Question: DESeq2: removing levels from a factor or not having them in the analysis at all
3
4.8 years ago by
mat.lesche70
Germany
mat.lesche70 wrote:

Hello,

I'm working with a RNA-seq data set which contains four different conditions and each condition has 3 replicates. I did a little test and was now wondering what the best way to proceed. It's general questions on what is the best way to process the data.

In the past we removed genes with a low read count (let's say the bottom 25%) and then ran DESeq1. From the vignette in DESeq2 I know that DESeq2 filters out lowly expressed genes. I'm just wondering what is the better way now. Giving DESeq2 the whole data set, which also includes genes that have no read counts at all or already removing genes with low read counts?

The other question I have is about the inclusion of samples in the design or not using them.

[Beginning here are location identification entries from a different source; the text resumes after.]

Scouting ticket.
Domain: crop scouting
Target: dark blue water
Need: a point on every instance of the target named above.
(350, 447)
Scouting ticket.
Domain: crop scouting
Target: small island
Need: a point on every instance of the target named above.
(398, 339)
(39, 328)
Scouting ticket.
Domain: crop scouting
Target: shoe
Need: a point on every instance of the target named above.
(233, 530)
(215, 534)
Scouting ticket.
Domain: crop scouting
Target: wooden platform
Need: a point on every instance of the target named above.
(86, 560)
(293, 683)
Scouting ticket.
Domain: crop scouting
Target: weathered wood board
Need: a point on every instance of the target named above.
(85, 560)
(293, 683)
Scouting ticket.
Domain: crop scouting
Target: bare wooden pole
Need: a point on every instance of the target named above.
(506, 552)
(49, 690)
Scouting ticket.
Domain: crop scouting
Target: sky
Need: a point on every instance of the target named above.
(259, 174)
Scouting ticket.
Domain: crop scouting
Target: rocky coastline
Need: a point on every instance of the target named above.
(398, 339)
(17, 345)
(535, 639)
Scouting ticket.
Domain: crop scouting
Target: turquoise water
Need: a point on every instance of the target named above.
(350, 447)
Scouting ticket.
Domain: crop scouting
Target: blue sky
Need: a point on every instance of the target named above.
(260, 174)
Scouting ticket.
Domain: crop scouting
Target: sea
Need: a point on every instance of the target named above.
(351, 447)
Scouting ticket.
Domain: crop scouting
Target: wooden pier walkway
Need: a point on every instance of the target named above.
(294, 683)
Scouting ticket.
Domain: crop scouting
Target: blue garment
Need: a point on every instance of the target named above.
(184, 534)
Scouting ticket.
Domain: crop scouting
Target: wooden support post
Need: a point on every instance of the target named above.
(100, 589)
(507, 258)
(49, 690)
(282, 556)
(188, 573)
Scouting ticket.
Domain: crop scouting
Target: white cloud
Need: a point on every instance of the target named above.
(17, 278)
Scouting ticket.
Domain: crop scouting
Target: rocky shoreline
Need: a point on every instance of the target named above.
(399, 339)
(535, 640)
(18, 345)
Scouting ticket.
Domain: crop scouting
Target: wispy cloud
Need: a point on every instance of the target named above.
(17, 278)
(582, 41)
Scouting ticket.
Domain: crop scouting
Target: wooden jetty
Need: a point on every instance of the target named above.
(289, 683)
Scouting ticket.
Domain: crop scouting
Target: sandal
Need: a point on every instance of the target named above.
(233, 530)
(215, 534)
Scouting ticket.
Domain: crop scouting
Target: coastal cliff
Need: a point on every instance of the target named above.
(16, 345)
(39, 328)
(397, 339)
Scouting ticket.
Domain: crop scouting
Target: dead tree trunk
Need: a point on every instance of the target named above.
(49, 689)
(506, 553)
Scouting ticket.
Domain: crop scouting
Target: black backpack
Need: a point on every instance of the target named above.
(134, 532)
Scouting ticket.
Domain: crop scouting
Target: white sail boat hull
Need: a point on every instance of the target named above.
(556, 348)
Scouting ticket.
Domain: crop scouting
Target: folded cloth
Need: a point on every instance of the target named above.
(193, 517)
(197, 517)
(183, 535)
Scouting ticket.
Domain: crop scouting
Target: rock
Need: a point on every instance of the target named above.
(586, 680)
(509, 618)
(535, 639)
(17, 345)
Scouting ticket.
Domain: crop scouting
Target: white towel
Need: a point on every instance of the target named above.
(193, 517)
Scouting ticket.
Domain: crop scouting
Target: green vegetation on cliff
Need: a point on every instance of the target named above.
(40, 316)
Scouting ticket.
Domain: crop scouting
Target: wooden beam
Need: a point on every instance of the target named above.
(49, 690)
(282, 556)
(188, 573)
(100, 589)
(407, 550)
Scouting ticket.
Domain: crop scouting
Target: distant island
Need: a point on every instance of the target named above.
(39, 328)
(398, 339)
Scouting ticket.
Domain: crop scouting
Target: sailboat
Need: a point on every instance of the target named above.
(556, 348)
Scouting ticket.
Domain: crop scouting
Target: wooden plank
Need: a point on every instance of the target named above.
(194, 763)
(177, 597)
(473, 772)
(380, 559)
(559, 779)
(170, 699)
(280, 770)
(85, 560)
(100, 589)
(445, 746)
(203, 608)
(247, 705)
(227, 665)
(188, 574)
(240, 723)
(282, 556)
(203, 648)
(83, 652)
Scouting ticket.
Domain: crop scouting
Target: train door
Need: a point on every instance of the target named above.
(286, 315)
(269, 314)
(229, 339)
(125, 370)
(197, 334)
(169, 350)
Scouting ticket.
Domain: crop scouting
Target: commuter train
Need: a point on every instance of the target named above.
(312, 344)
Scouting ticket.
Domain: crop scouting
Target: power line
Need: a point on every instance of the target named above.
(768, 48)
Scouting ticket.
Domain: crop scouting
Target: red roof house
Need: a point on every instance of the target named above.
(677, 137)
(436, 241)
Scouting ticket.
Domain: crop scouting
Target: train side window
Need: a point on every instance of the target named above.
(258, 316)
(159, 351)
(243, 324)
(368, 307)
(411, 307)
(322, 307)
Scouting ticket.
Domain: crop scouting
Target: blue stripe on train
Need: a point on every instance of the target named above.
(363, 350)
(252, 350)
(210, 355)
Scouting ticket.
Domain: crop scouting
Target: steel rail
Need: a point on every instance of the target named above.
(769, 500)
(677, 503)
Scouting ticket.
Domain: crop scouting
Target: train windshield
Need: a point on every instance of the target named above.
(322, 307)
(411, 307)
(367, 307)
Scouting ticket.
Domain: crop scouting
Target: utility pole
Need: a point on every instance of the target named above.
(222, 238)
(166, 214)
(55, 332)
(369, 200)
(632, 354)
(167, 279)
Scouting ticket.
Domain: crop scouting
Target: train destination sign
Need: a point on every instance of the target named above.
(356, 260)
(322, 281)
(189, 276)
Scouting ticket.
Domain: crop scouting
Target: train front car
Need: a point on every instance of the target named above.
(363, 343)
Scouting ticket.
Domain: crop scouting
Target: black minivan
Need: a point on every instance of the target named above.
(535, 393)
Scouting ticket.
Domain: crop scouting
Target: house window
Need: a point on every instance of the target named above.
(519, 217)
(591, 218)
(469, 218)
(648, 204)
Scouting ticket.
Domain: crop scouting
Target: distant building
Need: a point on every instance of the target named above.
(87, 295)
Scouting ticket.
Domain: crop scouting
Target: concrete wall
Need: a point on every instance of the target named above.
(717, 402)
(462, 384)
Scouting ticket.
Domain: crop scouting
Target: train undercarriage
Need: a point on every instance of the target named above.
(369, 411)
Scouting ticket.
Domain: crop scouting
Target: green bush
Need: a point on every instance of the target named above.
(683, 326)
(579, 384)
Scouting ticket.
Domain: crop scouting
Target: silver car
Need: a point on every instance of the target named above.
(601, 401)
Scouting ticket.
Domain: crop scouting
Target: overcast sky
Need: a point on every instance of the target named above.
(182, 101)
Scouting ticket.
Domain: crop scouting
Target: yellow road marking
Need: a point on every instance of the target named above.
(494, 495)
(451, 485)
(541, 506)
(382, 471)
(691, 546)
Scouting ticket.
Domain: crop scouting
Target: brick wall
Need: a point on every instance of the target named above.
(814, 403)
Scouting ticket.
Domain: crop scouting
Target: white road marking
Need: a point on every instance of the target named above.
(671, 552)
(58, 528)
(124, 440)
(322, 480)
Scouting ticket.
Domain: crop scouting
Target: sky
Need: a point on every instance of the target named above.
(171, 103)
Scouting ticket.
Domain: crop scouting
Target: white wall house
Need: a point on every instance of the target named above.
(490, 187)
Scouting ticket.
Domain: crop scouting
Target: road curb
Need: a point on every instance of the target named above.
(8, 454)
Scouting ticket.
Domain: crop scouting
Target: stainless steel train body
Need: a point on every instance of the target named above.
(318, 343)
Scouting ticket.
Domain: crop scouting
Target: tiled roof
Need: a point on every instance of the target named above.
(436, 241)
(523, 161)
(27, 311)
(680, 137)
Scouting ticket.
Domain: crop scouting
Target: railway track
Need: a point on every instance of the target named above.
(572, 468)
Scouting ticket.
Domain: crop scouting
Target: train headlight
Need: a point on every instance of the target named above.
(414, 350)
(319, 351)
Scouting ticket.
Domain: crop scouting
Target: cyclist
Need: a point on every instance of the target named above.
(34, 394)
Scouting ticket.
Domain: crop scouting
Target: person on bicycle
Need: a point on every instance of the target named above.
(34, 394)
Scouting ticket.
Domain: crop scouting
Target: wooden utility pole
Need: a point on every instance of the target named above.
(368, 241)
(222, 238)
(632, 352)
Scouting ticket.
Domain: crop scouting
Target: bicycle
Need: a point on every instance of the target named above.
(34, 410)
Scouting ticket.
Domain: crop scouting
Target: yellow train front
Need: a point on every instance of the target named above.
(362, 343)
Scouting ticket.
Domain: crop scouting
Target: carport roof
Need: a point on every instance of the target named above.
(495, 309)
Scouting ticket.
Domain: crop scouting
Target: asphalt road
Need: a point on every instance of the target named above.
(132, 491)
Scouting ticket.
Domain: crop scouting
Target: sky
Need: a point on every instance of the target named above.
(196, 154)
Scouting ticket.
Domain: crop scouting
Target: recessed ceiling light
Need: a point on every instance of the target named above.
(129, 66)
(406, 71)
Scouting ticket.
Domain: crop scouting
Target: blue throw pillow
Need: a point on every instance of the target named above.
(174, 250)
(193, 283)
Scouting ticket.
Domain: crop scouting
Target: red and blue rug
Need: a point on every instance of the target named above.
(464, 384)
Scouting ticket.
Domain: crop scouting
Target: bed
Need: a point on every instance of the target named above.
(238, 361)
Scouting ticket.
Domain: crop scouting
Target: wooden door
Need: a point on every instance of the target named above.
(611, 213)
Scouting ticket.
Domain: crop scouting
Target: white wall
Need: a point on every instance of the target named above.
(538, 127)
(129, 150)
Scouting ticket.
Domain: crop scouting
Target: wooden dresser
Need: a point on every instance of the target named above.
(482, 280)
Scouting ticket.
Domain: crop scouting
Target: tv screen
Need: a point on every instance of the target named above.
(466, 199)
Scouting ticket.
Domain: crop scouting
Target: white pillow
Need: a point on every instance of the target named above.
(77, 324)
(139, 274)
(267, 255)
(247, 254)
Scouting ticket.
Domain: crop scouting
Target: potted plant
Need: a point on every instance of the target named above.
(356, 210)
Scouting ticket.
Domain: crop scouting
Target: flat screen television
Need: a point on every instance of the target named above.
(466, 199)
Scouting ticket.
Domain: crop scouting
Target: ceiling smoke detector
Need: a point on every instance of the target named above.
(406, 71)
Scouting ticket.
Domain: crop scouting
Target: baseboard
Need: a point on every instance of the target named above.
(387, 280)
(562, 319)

The desing of the data set is the following:

> coldata
condition
A1         A
A2         A
A3         A
B1         B
B2         B
B3         B
C1         C
C2         C
C3         C
D1         D
D2         D
D3         D

I ran DESeq2 and extracted the result table for the comparison of A vs. B which showed 8471 differential expressed genes.

dds <- DESeqDataSetFromMatrix(countData = Jcounts, colData = coldata, design = ~ condition)
dds <- DESeq(dds)

result_full_ab = results(dds, contrast=c("condition", "A", "B"))

sum(result_full_ab$padj < 0.1, na.rm=T) #[1] 8471 I did the same comparison (A vs. B) by removing the factors "C" and "D" from the level which resulted in 7221 differential expressed genes. # remove the levels C and D dds_sub <- dds[, dds$condition %in% c("A", "B")]
dds_sub$condition <- droplevels(dds_sub$condition)
dds_sub <- DESeq(dds_sub)

result_sub_ab = results(dds_sub, contrast = c("condition", "A", "B"))
sum(result_sub_ab$padj < 0.1, na.rm=T) #[1] 7221 Finally I ran DESeq only with samples from "A" and "B" and I have 7123 genes dds_single_ab <- DESeqDataSetFromMatrix(countData = Jcounts_ab, colData = coldata_ab, design = ~ condition) dds_single_ab <- DESeq(dds_single_ab) result_single_ab <- results(dds_single_ab, contrast = c("condition", "A", "B")) sum(result_single_ab$padj < 0.1, na.rm=T)
#[1] 7123

I compared these three results with each other and the genes overlap between 90%-95%.

What is the best way to build the design for DESeq? Is it better to compare  A and B separately in a single DESeq2 run or have all samples in one DESeq2 run?

Furthermore I did a similar test with a multifactor design and also saw differences in the number of differential expressed genes after I removed leves from one factor and ran DESeq2 again.

Mathias

modified 4.8 years ago by Michael Love24k • written 4.8 years ago by mat.lesche70
Answer: DESeq2: removing levels from a factor or not having them in the analysis at all
1
4.8 years ago by
Michael Love24k
United States
Michael Love24k wrote:

Regarding which is better, an arbitrary threshold on minimal counts (lowest 25% of mean count) or the independent filtering in DESeq2, I would say the independent filtering, if by better you mean maximizing the number of rejections for the whole experiment. See the Bourgon paper for background:

http://www.pnas.org/content/107/21/9546.long

re: the inclusion of samples: If you expect that conditions C and D have generally similar within-group dispersion variance to A and B, then it is better to include all samples, because it helps improve the estimates of dispersion by increasing the sample size. But again, this is assuming that we are getting a better estimate of the dispersion for a given gene, to make inference on a B vs A comparison, by observing the variance of counts in two more groups. Note that it's not surprising that the set of genes with small FDR change slightly when you change the set of samples used for estimating dispersion: p-values are tail probabilities which are highly sensitive to model parameters.